Häuser und Straßen

Lebensader des Bahnhofsviertels: Die Frankfurter Niddastraße damals und heute

Michelle Heyer

Teilen

Die Gegenwart durch Geschichte verstehen. Das war der Ausgangspunkt meiner Recherche als Stadtteil-Historikerin. Dazu bin ich in die Geschichte des Frankfurter Bahnhofsviertels, oder genauer in die jüngere Geschichte der Niddastraße, eingetaucht. Die Diversität der Straße, die auf über einem Kilometer Länge das Gallusviertel mit der Taunusanlage verbindet, hat mich schon vor meiner näheren Auseinandersetzung mit ihrer historischen Gewachsenheit fasziniert. Hier finden viele Aspekte des Frankfurter Stadtbildes zusammen. Kunstgalerien, Kulinarik, Wohn- und Firmengebäude teilen sich die Niddastraße mit einem Konsumraum für Drogengebrauchende.
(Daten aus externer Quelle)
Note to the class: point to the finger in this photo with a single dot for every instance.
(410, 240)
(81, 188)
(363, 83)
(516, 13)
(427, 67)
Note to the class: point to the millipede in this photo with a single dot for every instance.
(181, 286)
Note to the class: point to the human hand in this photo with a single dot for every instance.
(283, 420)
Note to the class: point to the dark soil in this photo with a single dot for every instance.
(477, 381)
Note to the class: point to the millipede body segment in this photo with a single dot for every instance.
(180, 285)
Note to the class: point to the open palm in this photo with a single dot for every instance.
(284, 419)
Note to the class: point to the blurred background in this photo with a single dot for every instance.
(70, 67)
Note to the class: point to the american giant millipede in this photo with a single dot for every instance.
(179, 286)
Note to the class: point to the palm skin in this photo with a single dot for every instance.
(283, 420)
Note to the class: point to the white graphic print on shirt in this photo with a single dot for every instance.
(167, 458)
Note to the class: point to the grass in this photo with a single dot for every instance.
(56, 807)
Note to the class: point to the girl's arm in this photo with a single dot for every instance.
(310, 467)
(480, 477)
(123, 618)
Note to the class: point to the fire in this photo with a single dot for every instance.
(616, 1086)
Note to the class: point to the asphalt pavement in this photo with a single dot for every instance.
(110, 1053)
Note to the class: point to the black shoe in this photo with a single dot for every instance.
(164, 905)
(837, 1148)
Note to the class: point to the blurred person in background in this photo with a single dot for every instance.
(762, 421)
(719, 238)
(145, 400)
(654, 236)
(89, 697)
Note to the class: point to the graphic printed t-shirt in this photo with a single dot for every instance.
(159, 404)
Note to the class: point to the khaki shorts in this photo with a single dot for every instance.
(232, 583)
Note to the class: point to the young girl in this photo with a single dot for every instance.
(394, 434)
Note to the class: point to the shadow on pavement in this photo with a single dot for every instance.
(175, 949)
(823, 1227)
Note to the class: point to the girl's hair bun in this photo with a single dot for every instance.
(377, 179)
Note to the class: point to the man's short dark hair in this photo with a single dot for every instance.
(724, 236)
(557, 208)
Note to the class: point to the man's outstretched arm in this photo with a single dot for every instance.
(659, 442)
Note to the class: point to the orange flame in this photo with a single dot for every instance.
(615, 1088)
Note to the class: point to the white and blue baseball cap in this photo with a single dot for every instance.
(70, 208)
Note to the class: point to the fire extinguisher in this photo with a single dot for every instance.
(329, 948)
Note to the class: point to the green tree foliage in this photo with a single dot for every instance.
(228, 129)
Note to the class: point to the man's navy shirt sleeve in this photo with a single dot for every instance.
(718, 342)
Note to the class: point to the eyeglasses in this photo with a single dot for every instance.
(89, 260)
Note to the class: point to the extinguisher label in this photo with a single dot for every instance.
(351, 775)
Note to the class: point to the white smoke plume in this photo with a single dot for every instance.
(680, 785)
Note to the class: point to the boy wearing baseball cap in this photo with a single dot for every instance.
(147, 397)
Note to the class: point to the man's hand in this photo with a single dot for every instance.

Wann und wie kamen diese verschiedenen Aspekte ausgerechnet an diesem Ort zusammen? Das war nur eine meiner vielen Ausgangsfragen für das Stadtteil-Historiker-Projekt. Ich wollte wissen, welche Menschen und Geschichten vor und hinter den Haustüren (geht man nach den vergebenen Hausnummern, dann sind es rund 110!) ihr Leben verbringen. Wie wohnt und arbeitet man an einem Ort, an dem es nie ruhig wird? Inwiefern hat sich die Straße seit den 1980er-Jahren, der Hochphase ihrer Bedeutung als Handelsplatz für Pelzwaren, verändert und wie entstand seitdem ihr Ruf als berühmt-berüchtigter Straßenzug?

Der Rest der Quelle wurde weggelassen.